I’m guessing, based on the language about the legislature making a classification, that the decision relies on the equal protection clause. Generally, whether a statute survives an equal protection challenge is determined primarily by the applicable standard of review. If a statute, for example, discriminated against black people, then “strict scrutiny” would apply and the statute would almost certainly fail.
But that only applies in a very small number of situations. This does not appear to be one of them. “Poor people” don’t get strict scrutiny, because the group is too amorphous to adequately define. Businesses like the “traditional lenders” identified by the judge don’t get strict scrutiny either. They are powerful enough to look out for their own interests.
So the judge should have applied the lowest standard of review: Rational basis. (There is an intermediate, but it is limited to gender classifications). That means if there is any conceivable reason for a classification, it withstands the constitutional challenge.
I think the judge probably applied rational basis, because he used terms like arbitrary, capricious, and subterfuge. Those are all key terms in this standard. So he got the first step correct.
The problem is that rational basis is a rubber stamp. The requirement is not that the actual reason has to be a good reason; it’s that there has to be some rational reason, even if it isn’t the actual one or even a good one. Also, the challenger bears the burden of proof, which means they have to prove a negative: NO rational basis.
So what was the classification? Alabama’s Small Loans Act caps interest on loans of $1,000.00 or less. (Ala. Code 5-18-5(a)). However, the act exempts pawn transactions. (Ala. Code 5-18-4(b)).
In 1993, the Alabama Supreme Court had to decide in which category title loans belonged. Section 5-19A-2(3) of the code defines a pawn transaction as follows:
Any loan on the security of pledged goods or any purchase of pledged goods on condition that the pledged goods are left with the pawnbroker and may be redeemed or repurchased by the seller for a fixed price within a fixed period of time.

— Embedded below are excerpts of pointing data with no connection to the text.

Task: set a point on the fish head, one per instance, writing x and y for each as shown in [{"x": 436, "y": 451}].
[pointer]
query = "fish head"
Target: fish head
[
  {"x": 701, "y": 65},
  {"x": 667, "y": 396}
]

In these title loans, in exchange for cash the borrower gives the title and the keys to the lender. The borrower gets the vehicle back by paying X amount by Y date. So we have the loan, the security, and the redemption. The only question is whether the title counts as a good left with the pawnbroker. If so, then the transaction is a pawn transaction exempt from the small loan limits.
The Alabama Supreme Court (Floyd v. Title Exchange and Pawn of Anniston, 620 So.2d 576 (Ala. 1993)) basically said it did not know whether or not the title was a good. And because of that uncertainty, it held that the act did NOT cover title loans. The court held that because title loans had never been regulated, that the legislature would have to clearly include them. The statute did not do so, and thus the court held that they were not included.
So the legislature did not really exempt title loans; they exempted pawn transactions. The court decided that pawn transactions include title loans. Hence, they get exempted as well.
I’m sure there is a rational basis for exempting the usual pawn transaction. It’s normally a small amount of money, and probably the customer usually views it as a sale. They are not going to redeem it anyway, so it does not matter what the interest is. If this was just about the usual pawn transaction, it would clearly pass rational basis review.
But title loans are different. Folks need their cars and the amount of money is significant. It seems like all the same concerns that motivated the small loans cap ought to apply with equal force to title loans. Furthermore, though this does not really matter to rational basis review, it does not appear that the legislature really considered the issue of title loans.
So maybe there is no rational basis for the distinction. That isn’t to say that regulating interests rates is a good idea. But once they regulate them, they need to do so rationally.
I’m no economist, so anyone out their familiar with economics, or banking, or whatever, let us know if there is a rational reason to regulate small loans but not title loans.